© : Sheet Music Singer.

Nouvel article de ma rubrique qui s’arrête sur des mots et des expressions propres aux textes du blues, dont on ne trouve pas la traduction dans les dictionnaires traditionnels (*). Il s’agit essentiellement d’expliquer le sens de ces termes nés lors de la conception du blues, soit dans les années 1880, en les remettant dans le contexte des compositions des musiques afro-américaines. Aujourd’hui, arrêtons-nous sur yard, un simple mot de quatre lettres aux nombreux sens. Le terme désigne d’abord une unité de mesure (0,914 m), mais aussi un jardin ou une cour. En argot, un yard est aussi un billet de 100 ou 1 000 dollars. Enfin, associé à d’autres termes, il a différentes significations que l’on retrouve régulièrement dans les paroles du blues, arrière-cour (backyard), basse-cour (barnyard) et cimetière (graveyard) étant les plus courants.
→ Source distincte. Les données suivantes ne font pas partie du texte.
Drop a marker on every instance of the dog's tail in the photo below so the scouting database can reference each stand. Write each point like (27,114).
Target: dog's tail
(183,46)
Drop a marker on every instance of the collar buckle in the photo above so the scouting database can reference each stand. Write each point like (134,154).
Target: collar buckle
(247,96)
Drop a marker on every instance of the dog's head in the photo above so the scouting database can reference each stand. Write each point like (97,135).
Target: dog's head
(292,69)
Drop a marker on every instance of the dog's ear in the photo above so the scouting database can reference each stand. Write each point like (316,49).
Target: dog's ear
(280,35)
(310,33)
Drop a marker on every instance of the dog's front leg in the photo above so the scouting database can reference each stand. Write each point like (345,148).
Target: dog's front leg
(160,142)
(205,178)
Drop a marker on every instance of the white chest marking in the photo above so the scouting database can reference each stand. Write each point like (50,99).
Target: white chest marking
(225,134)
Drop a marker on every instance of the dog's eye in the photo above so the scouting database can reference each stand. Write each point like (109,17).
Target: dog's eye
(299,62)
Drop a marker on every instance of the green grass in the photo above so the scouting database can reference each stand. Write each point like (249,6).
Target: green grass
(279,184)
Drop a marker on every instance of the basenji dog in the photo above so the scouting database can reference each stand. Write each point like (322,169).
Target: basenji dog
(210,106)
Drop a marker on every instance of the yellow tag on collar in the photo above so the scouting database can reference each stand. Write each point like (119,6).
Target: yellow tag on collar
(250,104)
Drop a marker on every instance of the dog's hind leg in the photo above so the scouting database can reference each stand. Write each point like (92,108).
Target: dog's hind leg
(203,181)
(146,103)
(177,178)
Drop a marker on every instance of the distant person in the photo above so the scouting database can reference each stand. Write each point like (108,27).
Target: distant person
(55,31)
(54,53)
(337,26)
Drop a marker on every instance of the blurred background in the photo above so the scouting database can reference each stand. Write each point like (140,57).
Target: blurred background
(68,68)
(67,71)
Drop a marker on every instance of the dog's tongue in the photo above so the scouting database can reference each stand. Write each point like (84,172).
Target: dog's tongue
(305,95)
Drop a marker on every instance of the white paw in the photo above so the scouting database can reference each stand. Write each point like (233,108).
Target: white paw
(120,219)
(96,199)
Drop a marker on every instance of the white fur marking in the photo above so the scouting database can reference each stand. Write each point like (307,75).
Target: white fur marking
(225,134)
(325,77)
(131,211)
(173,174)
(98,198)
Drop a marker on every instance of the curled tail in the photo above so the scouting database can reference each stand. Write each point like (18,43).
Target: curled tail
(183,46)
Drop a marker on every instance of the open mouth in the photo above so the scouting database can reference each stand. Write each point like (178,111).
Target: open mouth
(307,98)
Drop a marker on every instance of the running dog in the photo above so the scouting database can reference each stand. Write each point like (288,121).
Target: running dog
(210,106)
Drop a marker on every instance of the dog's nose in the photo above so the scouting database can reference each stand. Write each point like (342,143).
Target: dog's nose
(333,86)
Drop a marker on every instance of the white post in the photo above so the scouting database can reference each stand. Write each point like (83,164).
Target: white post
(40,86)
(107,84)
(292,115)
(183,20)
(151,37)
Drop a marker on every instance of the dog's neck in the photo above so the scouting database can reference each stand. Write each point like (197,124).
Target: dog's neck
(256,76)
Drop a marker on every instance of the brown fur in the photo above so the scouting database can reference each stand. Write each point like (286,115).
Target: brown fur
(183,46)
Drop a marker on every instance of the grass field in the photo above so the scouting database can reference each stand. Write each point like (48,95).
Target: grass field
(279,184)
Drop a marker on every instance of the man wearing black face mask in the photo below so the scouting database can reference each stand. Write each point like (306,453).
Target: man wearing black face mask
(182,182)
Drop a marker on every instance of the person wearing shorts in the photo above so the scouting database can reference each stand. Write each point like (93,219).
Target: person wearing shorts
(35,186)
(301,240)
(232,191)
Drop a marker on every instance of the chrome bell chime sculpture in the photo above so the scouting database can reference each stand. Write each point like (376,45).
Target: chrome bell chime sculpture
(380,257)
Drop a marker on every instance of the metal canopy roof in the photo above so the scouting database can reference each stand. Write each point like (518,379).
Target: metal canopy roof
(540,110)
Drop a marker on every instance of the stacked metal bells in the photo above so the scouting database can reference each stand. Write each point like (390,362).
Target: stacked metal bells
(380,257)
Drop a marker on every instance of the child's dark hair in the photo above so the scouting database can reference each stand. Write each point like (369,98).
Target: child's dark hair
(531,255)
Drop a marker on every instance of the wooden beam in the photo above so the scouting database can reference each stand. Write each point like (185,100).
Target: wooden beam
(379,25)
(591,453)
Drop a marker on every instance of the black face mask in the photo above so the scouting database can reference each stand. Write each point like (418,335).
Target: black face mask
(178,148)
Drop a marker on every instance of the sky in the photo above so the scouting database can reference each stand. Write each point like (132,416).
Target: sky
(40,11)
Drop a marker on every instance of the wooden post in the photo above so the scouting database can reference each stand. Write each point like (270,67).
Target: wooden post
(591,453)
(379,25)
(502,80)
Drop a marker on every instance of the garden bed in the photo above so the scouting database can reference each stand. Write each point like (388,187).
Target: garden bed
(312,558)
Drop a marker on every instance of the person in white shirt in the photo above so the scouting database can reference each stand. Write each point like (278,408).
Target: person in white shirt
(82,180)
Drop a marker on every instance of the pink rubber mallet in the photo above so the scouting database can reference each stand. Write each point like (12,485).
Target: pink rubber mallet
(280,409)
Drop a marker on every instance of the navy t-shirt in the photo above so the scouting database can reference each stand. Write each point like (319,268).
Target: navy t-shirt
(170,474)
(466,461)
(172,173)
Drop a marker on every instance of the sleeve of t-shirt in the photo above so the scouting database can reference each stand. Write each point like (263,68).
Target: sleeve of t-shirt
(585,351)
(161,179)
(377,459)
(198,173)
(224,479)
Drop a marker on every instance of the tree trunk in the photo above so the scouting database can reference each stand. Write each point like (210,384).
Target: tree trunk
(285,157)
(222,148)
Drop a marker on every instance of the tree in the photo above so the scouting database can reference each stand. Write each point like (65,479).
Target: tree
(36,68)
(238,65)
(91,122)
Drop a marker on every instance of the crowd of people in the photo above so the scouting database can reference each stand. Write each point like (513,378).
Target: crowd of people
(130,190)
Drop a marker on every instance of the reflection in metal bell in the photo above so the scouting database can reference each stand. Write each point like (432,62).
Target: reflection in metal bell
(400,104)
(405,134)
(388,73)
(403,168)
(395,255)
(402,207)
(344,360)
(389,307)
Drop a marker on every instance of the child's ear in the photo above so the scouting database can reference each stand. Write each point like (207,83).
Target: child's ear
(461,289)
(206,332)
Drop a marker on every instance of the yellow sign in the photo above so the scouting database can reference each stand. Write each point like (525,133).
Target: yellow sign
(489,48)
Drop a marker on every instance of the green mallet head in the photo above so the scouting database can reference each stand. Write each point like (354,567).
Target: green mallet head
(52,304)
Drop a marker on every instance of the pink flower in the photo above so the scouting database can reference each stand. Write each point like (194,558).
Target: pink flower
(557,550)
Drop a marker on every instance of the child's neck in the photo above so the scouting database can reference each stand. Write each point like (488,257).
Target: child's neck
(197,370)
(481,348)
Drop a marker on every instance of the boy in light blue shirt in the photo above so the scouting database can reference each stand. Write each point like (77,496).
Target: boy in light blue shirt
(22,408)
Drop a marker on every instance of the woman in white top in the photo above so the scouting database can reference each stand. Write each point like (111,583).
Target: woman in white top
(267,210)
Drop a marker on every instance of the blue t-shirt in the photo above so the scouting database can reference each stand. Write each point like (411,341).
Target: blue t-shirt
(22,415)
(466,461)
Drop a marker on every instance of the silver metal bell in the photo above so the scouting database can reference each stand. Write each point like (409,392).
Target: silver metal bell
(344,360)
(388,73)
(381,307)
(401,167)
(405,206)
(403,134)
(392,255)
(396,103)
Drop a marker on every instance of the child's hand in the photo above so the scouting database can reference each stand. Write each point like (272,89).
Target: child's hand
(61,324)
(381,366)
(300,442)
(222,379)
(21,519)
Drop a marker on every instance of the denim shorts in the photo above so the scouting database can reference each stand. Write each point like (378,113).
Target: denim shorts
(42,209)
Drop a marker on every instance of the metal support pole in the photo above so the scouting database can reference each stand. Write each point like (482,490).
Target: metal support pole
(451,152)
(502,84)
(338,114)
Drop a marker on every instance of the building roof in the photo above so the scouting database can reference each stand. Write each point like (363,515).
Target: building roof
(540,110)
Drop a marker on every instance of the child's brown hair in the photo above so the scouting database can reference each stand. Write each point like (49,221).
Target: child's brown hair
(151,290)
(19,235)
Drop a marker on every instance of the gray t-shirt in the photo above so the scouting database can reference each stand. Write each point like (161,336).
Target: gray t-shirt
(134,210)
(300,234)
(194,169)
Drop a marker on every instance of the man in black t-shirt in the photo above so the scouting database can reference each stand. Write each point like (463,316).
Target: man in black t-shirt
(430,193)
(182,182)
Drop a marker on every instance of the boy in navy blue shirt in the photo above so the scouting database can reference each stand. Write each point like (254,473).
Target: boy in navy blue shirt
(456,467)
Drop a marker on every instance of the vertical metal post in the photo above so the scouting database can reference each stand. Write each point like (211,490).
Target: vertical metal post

L’Original Dixieland Jazz Band. © : Musicologie.

Dans le blues, le sens le plus fréquent se réfère à la cour, au jardin ou à l’environnement dans un sens plutôt large. Ainsi, dans sa chanson Yellow man blues de 1927, Buddy Boy Hawkins chante : « Ma femme noire a besoin d’argent / C’est pourquoi je travaille si dur / Et si je ne continue pas d’assurer / Elle trouvera un autre homme noir dans mon coin [in my yard] ». Un peu plus tard, en 1935, Blind Willie McTell nous dit dans Hillbilly Willie’s blues : « J’ai une fille chez les Blancs [in the white folks’ yard] / Elle ne boit pas d’alcool mais elle se débrouille bien. » Dans ce dernier exemple, le terme yard désigne une maison ou un domicile bien précis, et se rapporte sans doute à une domestique employée chez des Blancs. Quant à la seconde phrase (en anglais : She don’t drink liquor but she do play cards »), elle est certainement à double sens, to play cards pouvant signifier « bien se débrouiller » ou « faire l’amour »…

© : Stefan Wirz.

Mais revenons à yard. En 1907, Chris Smith et Henry Troy composent Farm yard blues (I miss my Mississippi home), le blues de la cour de ferme, dans lequel ils évoquent également la basse-cour (barnyard) : « J’ai le blues de la cour de ferme / J’aimerais des nouvelles de la basse-cour. » Cette chanson sera enregistrée en 1917 par Fred Feild, qui signe alors une interprétation qui a peu à voir avec les musiques afro-américaines originelles, mais les paroles auraient pu être écrites par n’importe quel bluesman, voir notamment le sous-titre (mon Mississippi natal me manque). Toujours en 1917, le 26 février exactement, l’Original Dixieland Jazz Band enregistre le tout premier disque de jazz de l’histoire, Livery stable blues, auquel les artistes intègrent issus des sons de la cour de ferme et de la basse-cour, dont des imitations de cloches de vache et de hennissements ! Et la même année, la formation enregistre Barnyard blues.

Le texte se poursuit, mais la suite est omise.